14. After hearing the submissions of the learned counsel for the assessee and on careful perusal of the materials available on record, keeping in view of the fact that the issue is concluded by the decision of the Hon'ble Jurisdictional High Court in the case of CIT vs AFT Industries Ltd. 270 ITR 167 (Cal) where the amount paid as cess was held as eligible for deduction in computing the composite income under Rule 8 of I.T. Rules.
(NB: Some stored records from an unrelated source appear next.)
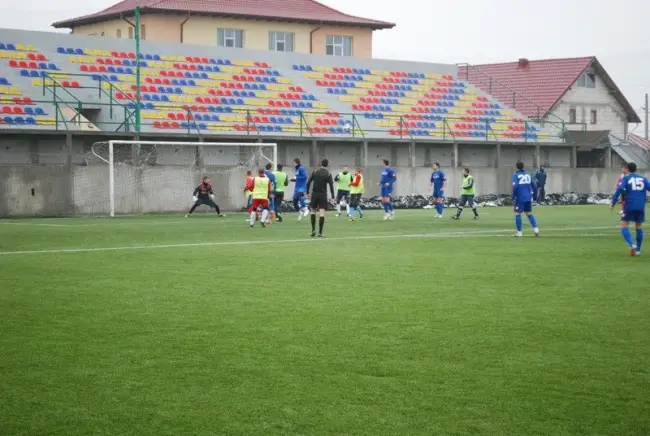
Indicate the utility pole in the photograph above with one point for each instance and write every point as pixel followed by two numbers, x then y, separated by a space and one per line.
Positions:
pixel 645 109
pixel 138 97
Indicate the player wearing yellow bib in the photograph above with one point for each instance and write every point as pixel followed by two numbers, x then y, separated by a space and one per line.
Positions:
pixel 248 192
pixel 467 194
pixel 343 180
pixel 281 182
pixel 261 187
pixel 357 189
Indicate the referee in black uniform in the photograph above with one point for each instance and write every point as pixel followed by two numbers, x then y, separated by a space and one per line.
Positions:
pixel 320 179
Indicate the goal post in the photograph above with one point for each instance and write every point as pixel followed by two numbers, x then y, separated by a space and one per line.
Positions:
pixel 159 176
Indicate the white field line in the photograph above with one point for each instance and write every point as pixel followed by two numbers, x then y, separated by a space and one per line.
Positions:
pixel 465 234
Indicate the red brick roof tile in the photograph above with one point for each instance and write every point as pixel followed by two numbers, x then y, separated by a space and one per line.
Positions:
pixel 536 86
pixel 309 11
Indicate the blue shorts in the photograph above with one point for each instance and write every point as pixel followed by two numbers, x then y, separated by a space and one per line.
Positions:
pixel 386 191
pixel 523 206
pixel 633 216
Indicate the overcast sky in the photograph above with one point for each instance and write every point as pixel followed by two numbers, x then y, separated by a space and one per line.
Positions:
pixel 474 31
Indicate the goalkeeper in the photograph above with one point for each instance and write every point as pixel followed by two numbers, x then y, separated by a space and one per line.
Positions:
pixel 468 193
pixel 203 194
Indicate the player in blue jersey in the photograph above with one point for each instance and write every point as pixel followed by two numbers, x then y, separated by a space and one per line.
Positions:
pixel 634 187
pixel 438 184
pixel 524 192
pixel 386 183
pixel 300 190
pixel 268 172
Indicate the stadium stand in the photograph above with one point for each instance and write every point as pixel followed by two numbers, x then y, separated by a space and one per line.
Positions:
pixel 195 89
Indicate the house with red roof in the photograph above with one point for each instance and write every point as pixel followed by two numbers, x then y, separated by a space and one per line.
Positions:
pixel 301 26
pixel 575 91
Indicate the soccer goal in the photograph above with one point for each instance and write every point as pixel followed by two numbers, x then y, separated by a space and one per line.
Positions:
pixel 132 177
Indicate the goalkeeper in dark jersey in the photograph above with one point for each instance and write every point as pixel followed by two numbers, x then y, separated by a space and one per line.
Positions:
pixel 203 194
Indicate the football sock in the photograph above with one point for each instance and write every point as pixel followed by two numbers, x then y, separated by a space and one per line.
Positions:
pixel 627 236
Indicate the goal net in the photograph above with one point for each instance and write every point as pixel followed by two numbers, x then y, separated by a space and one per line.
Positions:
pixel 132 177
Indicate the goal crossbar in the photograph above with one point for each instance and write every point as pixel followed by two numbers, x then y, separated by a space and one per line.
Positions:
pixel 110 158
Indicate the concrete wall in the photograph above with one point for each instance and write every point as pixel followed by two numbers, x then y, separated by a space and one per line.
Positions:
pixel 203 31
pixel 42 175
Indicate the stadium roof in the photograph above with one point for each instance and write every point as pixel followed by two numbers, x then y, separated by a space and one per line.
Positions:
pixel 304 11
pixel 539 84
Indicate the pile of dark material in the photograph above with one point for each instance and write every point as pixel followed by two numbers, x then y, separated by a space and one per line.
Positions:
pixel 494 200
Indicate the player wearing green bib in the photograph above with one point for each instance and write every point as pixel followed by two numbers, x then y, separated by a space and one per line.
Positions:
pixel 343 180
pixel 281 182
pixel 356 190
pixel 467 194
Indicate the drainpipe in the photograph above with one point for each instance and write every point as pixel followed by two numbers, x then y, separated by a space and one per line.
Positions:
pixel 183 26
pixel 128 22
pixel 311 37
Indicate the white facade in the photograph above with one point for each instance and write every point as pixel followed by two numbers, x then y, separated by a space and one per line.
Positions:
pixel 592 102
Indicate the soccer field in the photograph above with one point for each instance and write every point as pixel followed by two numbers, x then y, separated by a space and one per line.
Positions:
pixel 161 325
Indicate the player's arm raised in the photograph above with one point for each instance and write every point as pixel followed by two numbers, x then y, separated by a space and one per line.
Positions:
pixel 619 190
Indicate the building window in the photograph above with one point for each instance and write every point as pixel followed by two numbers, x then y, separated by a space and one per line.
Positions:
pixel 338 45
pixel 572 115
pixel 281 41
pixel 230 38
pixel 587 80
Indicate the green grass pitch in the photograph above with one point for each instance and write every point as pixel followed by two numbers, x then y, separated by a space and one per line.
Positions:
pixel 161 325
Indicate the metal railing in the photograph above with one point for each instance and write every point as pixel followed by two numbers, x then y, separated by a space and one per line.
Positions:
pixel 249 122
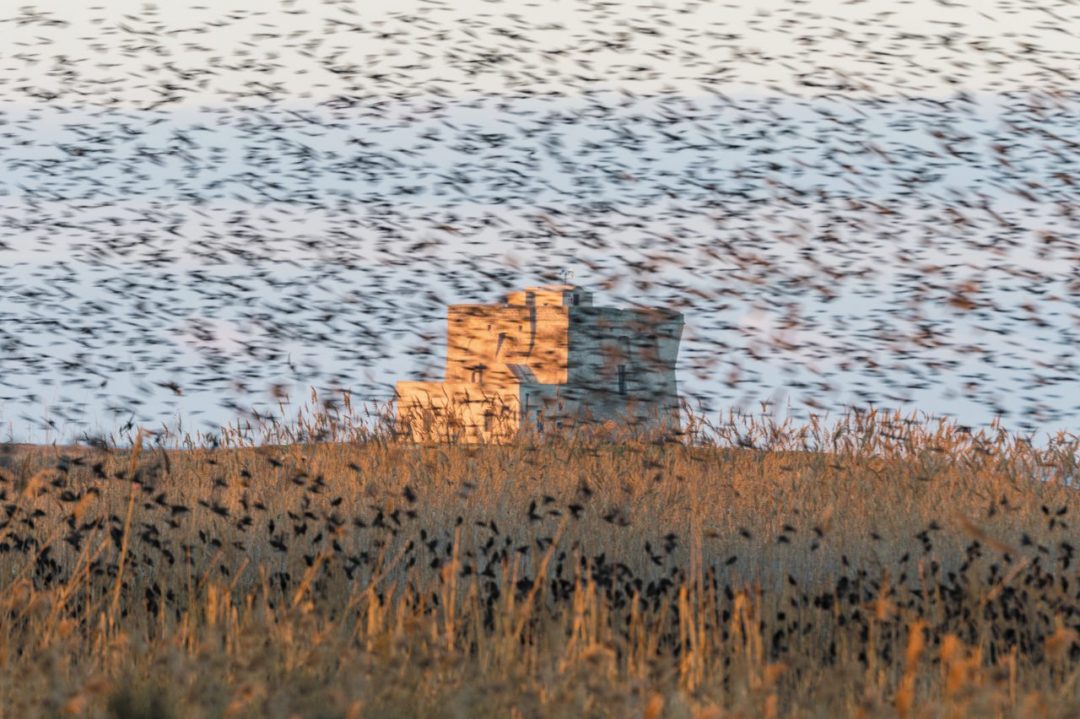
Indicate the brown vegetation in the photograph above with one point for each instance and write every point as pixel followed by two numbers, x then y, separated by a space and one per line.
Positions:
pixel 874 567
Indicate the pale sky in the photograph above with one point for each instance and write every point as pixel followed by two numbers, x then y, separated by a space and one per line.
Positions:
pixel 232 46
pixel 218 113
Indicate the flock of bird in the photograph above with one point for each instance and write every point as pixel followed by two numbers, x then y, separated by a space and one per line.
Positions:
pixel 265 523
pixel 194 209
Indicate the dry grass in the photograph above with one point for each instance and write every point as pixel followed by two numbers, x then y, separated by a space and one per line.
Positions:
pixel 874 567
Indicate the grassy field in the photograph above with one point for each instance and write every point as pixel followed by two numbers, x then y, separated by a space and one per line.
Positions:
pixel 875 567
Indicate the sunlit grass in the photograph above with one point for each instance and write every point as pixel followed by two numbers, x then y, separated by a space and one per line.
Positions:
pixel 876 566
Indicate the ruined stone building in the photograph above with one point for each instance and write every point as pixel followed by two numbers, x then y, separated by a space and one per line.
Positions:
pixel 543 360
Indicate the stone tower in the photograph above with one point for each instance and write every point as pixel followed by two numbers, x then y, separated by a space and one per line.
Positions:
pixel 543 360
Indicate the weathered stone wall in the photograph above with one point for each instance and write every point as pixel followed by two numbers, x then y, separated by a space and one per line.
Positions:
pixel 491 337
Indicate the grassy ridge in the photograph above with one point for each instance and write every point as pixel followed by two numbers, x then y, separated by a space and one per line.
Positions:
pixel 876 567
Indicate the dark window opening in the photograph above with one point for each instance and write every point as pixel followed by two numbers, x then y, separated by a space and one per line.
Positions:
pixel 477 374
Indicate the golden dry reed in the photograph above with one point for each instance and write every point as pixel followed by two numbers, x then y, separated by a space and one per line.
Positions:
pixel 876 566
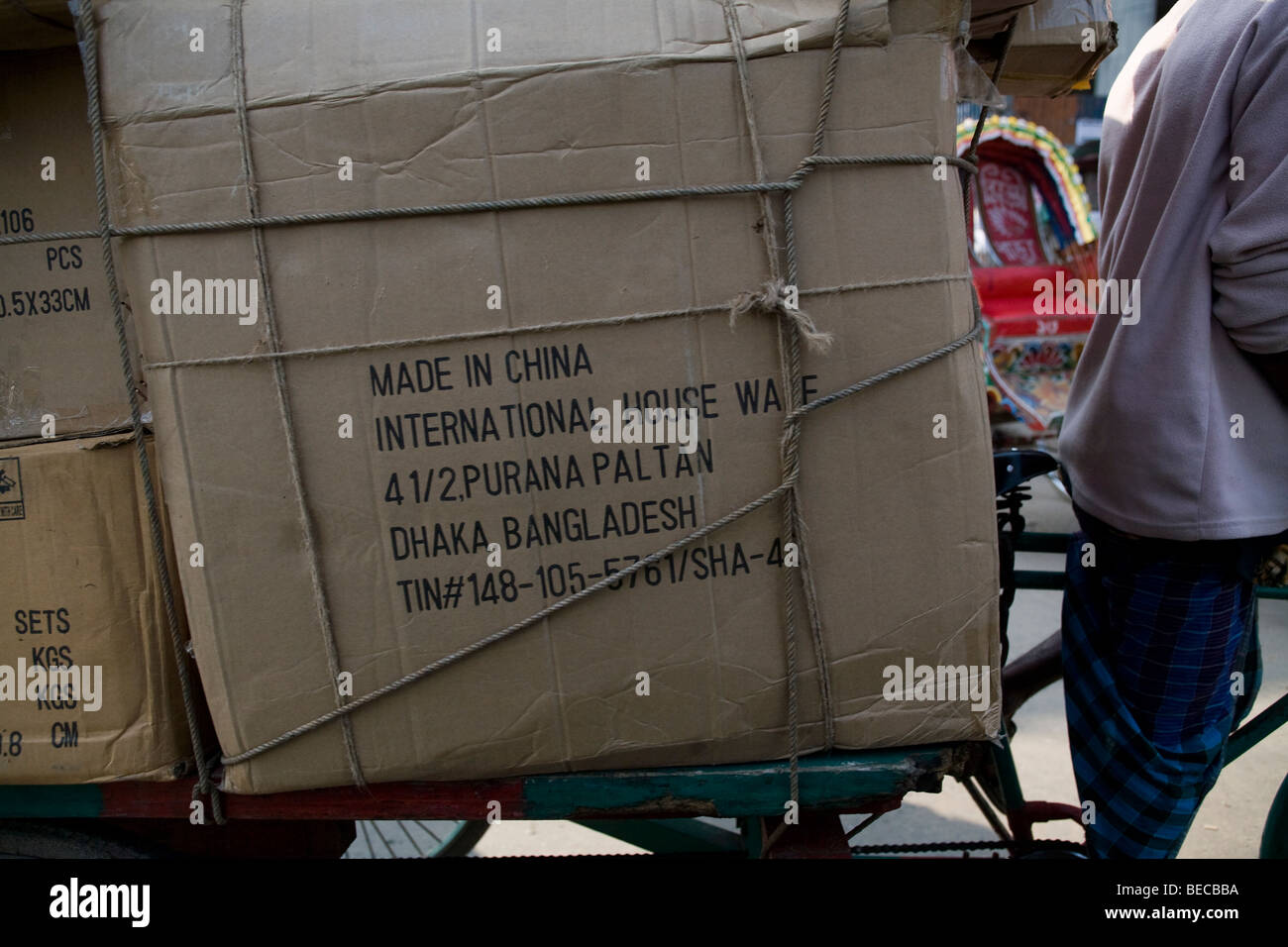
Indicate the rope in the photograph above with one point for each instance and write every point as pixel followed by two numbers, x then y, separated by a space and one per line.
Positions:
pixel 973 151
pixel 773 298
pixel 89 44
pixel 283 402
pixel 537 328
pixel 570 200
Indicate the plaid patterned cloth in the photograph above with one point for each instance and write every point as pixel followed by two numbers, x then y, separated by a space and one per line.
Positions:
pixel 1151 635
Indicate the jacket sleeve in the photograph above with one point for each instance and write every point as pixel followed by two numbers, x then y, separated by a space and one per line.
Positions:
pixel 1249 247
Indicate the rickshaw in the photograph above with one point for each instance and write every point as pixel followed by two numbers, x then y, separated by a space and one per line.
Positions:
pixel 664 810
pixel 1031 231
pixel 660 809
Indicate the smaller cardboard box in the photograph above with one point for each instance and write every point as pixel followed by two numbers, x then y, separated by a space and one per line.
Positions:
pixel 59 357
pixel 88 685
pixel 1056 48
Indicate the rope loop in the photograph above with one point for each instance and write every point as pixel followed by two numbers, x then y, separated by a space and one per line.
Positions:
pixel 773 299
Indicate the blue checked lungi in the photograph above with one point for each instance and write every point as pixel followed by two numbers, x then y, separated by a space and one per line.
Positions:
pixel 1151 637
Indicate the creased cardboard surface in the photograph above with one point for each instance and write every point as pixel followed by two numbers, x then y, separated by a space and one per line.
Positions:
pixel 901 531
pixel 81 587
pixel 59 356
This issue is, therefore, decided in favour of the assessee and against the Revenue by upholding the order of the C.I.T.(A) who has allowed the deduction of payment of cess on green leaves in computing the composite income from tea business of the assessee under rule 8 of the I.T. Rules. The fact that the SLP is pending before the Hon'ble Supreme Court against the decision of the Hon'ble Calcutta High Court in respect of AFT Industries Ltd. vs CIT (270 ITR 167) will not have any effect since the Hon'ble Apex Court has neither set aside the orders of the Calcutta High Court nor granted any stay. The learned counsel for the Assessee also brought to our notice the decision of the Hon'ble Supreme Court in the case of CIT Vs. M/S.Apeejay Tea Co. Ltd. Civil appeal No.3168 of 2006 dated 6.8.2015 wherein the Hon'ble Supreme Court has upheld view as was taken by the Hon'ble Calcutta High Court in the case of AFT Industries Ltd. (supra). In view of the above, Ground No.2 raised by the revenue is dismissed.

7 8 ITA No.2149/Kol/2014

M/s. M.K.Shah Exports Ltd.

A.Yr.2008-09

15. In the result the appeal by the revenue is dismissed.

Order pronounced in the Court on 12.05.2017.

                   Sd/-                                           Sd/-
          [M.Balaganesh]                                   [ N.V.Vasudevan ]
         Accountant Member                                 Judicial Member

Dated : 12.05.2017.
[RG PS]

Copy of the order forwarded to:

1. M/s. M.K.Shah Exports ltd., 2/2, Justice Dwarkanath Road, Kolkata-700020.

2. D.C.I.T., Circle-4, Kolkata.

3. CIT(A)-VI, Kolkata 4. C.I.T.-III, Kolkata.

5. CIT(DR), Kolkata Benches, Kolkata.